Ernährung

Abnehmen ohne Kohlenhydrate – wie es erfolgreich gelingt

Abnehmen ohne Kohlenhydrate

Übergewicht zählt in der heutigen Zeit zum Alltag. Trotz der weiten Verbreitung gilt es aber weiterhin als unschön und wird von den Betroffenen meist mit allen zur Verfügung stehenden Mitteln bekämpft.

Während das Fett bei einigen Menschen nach einer Ernährungsumstellung schnell schmilzt, resignieren andere ob der Fruchtlosigkeit all ihrer Abnehmbemühungen. Kann der weitgehende Verzicht auf Kohlenhydrate beim effektiven Abnehmen helfen?

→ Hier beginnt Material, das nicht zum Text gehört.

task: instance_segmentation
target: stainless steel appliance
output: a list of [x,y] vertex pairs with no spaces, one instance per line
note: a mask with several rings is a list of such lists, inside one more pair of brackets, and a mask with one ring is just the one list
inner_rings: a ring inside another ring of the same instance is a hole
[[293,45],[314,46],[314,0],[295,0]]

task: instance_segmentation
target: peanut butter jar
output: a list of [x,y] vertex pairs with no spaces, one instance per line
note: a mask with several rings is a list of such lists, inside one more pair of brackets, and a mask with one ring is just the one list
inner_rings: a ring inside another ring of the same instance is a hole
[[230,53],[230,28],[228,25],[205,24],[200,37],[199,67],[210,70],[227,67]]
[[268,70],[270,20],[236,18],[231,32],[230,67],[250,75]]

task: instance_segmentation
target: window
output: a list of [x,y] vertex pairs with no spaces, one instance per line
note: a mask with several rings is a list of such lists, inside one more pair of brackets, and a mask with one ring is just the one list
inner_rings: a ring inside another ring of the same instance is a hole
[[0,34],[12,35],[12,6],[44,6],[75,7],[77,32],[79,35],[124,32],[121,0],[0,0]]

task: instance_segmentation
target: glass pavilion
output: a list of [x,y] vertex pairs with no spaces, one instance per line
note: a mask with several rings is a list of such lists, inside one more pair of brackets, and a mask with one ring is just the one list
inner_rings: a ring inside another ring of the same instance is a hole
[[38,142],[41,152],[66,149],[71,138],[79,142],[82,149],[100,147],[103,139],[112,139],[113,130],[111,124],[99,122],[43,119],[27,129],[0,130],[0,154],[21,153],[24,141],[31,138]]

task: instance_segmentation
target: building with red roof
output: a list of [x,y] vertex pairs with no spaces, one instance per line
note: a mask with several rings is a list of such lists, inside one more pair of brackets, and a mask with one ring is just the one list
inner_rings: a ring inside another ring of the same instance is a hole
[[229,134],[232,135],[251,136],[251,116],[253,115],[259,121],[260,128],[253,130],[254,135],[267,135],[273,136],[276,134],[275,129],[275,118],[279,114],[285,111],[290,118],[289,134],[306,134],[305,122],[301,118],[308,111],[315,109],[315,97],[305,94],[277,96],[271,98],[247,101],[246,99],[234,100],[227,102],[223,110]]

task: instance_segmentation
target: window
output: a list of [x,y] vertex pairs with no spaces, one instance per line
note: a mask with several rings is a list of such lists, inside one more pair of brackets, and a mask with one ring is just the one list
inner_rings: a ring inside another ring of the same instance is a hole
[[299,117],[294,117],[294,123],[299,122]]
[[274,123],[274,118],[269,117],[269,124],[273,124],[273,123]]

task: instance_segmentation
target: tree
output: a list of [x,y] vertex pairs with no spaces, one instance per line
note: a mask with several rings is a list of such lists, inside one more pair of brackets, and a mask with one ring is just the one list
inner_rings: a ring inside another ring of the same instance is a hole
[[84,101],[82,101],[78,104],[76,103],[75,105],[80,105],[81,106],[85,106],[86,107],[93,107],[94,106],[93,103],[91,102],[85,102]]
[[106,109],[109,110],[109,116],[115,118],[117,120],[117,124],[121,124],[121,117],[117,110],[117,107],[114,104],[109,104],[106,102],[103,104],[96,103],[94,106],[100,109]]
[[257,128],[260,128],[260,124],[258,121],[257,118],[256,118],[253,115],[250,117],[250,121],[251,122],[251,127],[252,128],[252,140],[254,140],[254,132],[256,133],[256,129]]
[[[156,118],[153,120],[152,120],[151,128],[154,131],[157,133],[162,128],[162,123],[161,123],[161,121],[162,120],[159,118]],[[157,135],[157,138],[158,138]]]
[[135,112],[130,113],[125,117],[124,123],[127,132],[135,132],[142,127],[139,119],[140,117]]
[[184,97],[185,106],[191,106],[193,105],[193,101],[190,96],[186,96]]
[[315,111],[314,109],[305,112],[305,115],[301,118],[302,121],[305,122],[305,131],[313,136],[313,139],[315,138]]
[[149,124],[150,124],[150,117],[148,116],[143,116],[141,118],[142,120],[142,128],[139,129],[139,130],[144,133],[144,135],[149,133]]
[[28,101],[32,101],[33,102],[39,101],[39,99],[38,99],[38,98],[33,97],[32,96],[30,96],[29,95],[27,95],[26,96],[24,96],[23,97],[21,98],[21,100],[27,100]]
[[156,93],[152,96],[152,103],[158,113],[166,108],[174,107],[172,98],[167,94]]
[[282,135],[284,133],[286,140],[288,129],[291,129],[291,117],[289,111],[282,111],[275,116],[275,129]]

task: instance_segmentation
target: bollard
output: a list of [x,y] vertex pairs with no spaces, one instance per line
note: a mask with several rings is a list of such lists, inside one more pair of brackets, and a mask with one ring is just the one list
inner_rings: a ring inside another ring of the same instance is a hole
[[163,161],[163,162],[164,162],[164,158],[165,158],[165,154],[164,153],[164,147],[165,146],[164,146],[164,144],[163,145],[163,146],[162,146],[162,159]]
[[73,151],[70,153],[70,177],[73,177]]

Funktioniert Abnehmen gut, wenn man Kohlenhydrate reduziert?

Die kurze Antwort lautet „Ja“. Auch hartnäckige Fettpolster lassen sich durch den Verzicht auf Kohlenhydrate effektiv beseitigen. Warum dem so ist und welche Faktoren beim Abnehmen ohne Kohlenhydrate zu beachten sind, soll in den folgenden Zeilen erläutert werden.

Zunächst ist zu klären, aus welchem Grund Kohlenhydrate prädestiniert sind, uns dick zu machen. An dieser Stelle ist eine Betrachtung des Wesens der Kohlenhydrate unerlässlich. Denn was sind Kohlenhydrate eigentlich? Kaum ein Abnehmwilliger kann diese Frage präzise beantworten.

Die Antwort ist indes recht einfach: Kohlenhydrate sind letztendlich Ketten aus Zuckermolekülen. Unterschieden wird zwischen der Länge der Kette, d.h. der Anzahl der Zuckerteile eines Moleküls.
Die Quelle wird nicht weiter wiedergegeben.